Databricks Workspace Migration: Seeding a New Streaming Pipeline from Old Bronze Data

Table of Contents

Problem: Retaining State During Workspace Migration #

Recently, I was asked to move an Azure Databricks workspace to a new subscription. As direct migration is not supported, creating a new workspace is generally required. Since I had used Infrastructure as Code (IaC) to set up the Azure infrastructure and Databricks Asset Bundles (DAB) to set up the Databricks assets, this was relatively easy to do.

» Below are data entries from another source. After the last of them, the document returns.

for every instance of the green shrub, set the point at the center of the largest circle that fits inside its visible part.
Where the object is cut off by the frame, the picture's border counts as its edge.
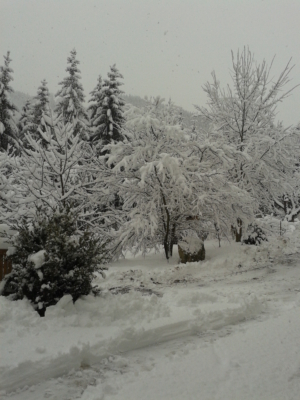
(52, 259)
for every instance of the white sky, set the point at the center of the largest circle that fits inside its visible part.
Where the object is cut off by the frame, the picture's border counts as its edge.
(162, 47)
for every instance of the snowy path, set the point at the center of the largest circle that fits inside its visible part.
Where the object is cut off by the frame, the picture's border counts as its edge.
(229, 329)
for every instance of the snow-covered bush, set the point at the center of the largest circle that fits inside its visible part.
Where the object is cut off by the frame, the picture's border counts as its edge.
(52, 259)
(256, 235)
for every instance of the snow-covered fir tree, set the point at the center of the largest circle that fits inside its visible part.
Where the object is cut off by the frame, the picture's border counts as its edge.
(107, 114)
(171, 180)
(70, 106)
(8, 127)
(244, 116)
(25, 122)
(41, 104)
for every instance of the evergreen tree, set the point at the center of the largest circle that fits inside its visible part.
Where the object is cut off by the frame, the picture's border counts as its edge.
(7, 108)
(107, 115)
(70, 106)
(42, 102)
(25, 123)
(53, 259)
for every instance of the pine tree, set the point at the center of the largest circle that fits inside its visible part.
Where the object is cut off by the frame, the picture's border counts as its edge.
(42, 102)
(25, 123)
(95, 113)
(107, 111)
(7, 108)
(70, 106)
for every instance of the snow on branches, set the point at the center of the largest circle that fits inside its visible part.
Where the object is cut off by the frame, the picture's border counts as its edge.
(244, 116)
(51, 173)
(171, 180)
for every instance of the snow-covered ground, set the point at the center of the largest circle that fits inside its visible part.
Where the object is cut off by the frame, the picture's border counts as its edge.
(225, 328)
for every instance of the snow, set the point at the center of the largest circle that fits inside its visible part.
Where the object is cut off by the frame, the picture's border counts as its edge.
(38, 258)
(191, 244)
(224, 328)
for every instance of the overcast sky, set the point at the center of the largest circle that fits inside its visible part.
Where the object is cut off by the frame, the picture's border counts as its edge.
(162, 47)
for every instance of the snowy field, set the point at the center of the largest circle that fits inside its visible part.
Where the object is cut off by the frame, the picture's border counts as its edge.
(225, 328)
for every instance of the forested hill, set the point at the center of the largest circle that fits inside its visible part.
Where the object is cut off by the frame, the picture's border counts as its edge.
(20, 98)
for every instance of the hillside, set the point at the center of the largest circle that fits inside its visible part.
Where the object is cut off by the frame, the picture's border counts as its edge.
(20, 98)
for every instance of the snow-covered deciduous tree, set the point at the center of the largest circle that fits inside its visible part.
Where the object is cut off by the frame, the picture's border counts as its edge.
(288, 205)
(71, 98)
(51, 176)
(8, 127)
(243, 115)
(107, 111)
(171, 180)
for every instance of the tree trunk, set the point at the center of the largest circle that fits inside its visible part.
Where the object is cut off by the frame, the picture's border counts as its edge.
(238, 231)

However, while DAB handles table creation, the new environment starts with an empty state. If the pipeline relies on processing historical messages from an Event Hub (persisted in an old Bronze Delta table), simply rerunning the new pipeline will cause it to miss all prior events unless the Event Hub retention is sufficient, which is often not the case. We need to initialize the new Bronze table with the historical data from the old workspace.

Solution: Cross-Catalog Append for Stream Initialization #

The solution leverages the ability to read tables across different Workspaces, assuming the executing user has SELECT permissions on both catalogs:

Initialize Tables: Deploy and run the new pipeline once. This action creates the empty Bronze, Silver, and Gold Delta tables in the new workspace’s catalog schema.
Copy Bronze Data: Use a PySpark notebook on a cluster in the new workspace to read the entire historical Bronze table from the old catalog and append it to the newly created, empty Bronze table.

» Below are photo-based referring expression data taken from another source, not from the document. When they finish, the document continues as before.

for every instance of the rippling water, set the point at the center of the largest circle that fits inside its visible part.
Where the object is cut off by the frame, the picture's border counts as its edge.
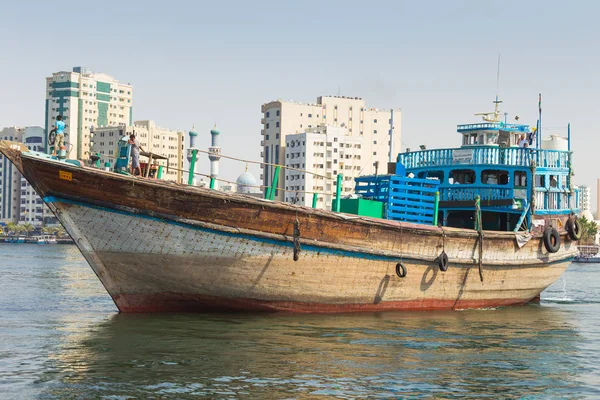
(61, 337)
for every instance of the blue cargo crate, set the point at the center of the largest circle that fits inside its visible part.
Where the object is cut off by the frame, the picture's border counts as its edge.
(405, 199)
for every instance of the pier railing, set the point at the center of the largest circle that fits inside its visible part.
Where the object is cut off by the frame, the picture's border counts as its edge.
(509, 156)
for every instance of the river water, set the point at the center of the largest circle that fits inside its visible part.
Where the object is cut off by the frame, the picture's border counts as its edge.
(61, 337)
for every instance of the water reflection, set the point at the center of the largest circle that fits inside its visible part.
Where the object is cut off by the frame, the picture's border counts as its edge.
(508, 352)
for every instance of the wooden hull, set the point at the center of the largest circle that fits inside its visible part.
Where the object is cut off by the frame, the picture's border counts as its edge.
(164, 247)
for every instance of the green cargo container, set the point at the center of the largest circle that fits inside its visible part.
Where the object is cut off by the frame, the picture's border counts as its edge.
(365, 208)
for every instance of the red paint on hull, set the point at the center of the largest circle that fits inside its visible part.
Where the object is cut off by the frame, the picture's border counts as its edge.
(172, 302)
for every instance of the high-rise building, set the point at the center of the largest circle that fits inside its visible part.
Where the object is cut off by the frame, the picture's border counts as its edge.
(152, 138)
(324, 152)
(86, 101)
(10, 180)
(282, 118)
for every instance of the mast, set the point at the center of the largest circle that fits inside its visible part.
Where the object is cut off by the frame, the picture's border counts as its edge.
(391, 156)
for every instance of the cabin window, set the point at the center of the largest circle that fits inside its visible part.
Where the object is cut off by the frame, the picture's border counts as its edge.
(540, 181)
(520, 179)
(462, 176)
(494, 177)
(492, 138)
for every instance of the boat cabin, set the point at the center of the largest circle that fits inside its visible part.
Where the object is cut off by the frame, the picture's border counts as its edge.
(519, 182)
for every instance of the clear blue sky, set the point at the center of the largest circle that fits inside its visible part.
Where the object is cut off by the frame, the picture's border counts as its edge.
(194, 62)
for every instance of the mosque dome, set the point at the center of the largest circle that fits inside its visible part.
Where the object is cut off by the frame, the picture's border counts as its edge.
(246, 183)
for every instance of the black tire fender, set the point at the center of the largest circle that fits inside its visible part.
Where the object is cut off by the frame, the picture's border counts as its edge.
(574, 229)
(551, 240)
(443, 261)
(400, 270)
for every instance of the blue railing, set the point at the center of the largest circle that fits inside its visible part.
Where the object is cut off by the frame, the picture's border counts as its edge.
(461, 193)
(511, 156)
(406, 199)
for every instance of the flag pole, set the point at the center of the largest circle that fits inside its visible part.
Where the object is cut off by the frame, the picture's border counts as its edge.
(540, 120)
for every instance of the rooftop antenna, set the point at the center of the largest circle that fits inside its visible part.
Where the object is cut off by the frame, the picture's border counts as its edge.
(495, 115)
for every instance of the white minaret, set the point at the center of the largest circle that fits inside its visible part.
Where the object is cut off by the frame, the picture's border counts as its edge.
(193, 134)
(214, 155)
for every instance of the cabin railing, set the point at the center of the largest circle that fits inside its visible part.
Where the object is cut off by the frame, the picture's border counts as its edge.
(556, 201)
(511, 156)
(493, 126)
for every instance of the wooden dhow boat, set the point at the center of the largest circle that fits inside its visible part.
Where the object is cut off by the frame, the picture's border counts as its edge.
(158, 246)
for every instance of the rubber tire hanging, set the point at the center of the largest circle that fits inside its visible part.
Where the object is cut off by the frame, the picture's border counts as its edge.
(551, 240)
(443, 261)
(400, 270)
(574, 229)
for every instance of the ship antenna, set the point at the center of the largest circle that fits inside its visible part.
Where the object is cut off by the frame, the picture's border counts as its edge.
(497, 102)
(495, 115)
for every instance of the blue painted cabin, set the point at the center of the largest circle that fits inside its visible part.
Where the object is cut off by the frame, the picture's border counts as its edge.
(516, 185)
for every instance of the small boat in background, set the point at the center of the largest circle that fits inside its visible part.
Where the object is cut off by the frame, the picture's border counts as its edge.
(588, 254)
(45, 239)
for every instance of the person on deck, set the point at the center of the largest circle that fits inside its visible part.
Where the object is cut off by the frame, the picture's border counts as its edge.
(135, 154)
(59, 140)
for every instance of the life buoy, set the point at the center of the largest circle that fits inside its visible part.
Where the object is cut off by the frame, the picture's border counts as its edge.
(443, 261)
(52, 136)
(551, 240)
(400, 270)
(574, 229)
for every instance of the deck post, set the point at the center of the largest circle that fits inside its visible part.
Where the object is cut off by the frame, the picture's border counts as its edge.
(192, 167)
(477, 213)
(338, 193)
(436, 207)
(273, 188)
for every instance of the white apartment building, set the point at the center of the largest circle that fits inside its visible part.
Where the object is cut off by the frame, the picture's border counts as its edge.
(282, 118)
(86, 101)
(326, 151)
(10, 180)
(152, 138)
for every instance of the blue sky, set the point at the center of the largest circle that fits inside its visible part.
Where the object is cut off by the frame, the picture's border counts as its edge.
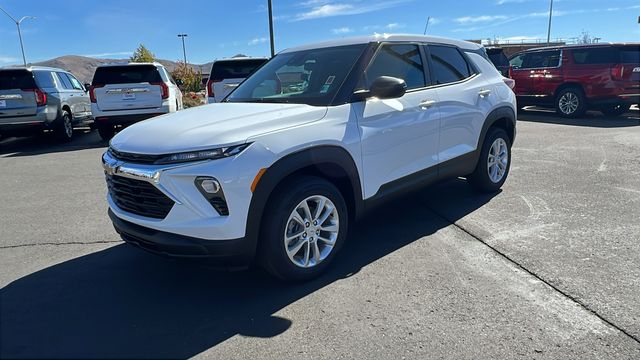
(223, 28)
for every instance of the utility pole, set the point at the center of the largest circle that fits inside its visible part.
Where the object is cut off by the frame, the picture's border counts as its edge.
(550, 16)
(18, 22)
(426, 26)
(273, 47)
(184, 50)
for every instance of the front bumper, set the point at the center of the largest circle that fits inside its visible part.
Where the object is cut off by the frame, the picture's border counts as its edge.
(235, 252)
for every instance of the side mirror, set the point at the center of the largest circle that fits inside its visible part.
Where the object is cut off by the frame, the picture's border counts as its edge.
(387, 87)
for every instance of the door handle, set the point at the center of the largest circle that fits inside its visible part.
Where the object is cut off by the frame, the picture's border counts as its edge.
(484, 92)
(426, 104)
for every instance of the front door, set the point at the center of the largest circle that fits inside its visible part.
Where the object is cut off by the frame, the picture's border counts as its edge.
(399, 137)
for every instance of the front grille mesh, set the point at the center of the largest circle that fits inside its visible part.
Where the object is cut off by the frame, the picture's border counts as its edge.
(138, 197)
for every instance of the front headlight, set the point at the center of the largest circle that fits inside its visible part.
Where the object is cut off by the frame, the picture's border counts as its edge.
(202, 155)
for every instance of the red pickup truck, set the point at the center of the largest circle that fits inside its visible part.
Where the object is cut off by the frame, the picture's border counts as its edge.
(576, 78)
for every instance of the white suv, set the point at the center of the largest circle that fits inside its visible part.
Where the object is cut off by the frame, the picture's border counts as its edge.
(305, 146)
(122, 94)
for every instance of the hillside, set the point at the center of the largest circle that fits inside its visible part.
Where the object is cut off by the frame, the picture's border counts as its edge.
(83, 67)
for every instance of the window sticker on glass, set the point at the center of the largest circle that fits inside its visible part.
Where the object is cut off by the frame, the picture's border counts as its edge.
(330, 80)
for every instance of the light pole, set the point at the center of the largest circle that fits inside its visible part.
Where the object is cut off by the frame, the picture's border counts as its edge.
(18, 22)
(184, 51)
(273, 48)
(550, 15)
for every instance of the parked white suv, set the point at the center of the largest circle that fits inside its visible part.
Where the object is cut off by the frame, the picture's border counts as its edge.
(280, 169)
(227, 74)
(122, 94)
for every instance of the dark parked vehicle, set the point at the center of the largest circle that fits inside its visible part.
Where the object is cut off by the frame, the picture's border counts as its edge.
(576, 78)
(499, 59)
(37, 98)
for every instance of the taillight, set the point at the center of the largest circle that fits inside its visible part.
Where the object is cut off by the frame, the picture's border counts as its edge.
(41, 96)
(210, 83)
(510, 83)
(617, 72)
(92, 93)
(164, 88)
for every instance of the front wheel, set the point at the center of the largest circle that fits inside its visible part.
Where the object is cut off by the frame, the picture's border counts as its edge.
(615, 110)
(304, 227)
(495, 161)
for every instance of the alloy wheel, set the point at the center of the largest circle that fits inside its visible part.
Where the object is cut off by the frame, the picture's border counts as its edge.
(498, 160)
(311, 231)
(569, 103)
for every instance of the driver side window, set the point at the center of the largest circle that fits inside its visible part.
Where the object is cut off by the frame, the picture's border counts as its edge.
(402, 61)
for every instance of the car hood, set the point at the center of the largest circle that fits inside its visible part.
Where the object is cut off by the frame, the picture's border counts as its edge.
(211, 125)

# Assuming both the old and new catalogs are accessible and the user has SELECT permission.
# Replace 'old_catalog' and 'new_catalog' with your actual catalog names.
# Here it is assumed that the schema name is the same for old and new workspace,
# otherwise adjust accordingly

print("Reading data from old workspace/catalog...")
df = spark.read.table("old_catalog.raw_data.bronze_raw_events")

print(f"Read {df.count()} rows. Appending to new bronze table...")
df.write \
    .format("delta") \
    .mode("append") \
    .saveAsTable("new_catalog.raw_data.bronze_raw_events")

print("Append complete. Rerun the streaming pipeline.")

Final Pipeline Run: Rerun the streaming pipeline. The pipeline will read the appended data, stream it through the Silver layers, and materialize the Gold views, effectively synchronizing the data state.

Note: Order is important! I also tried to first copy the data into the new catalog and then run the pipeline. This does not work because the pipeline tries to create the table on its first run - but cannot as it already exists.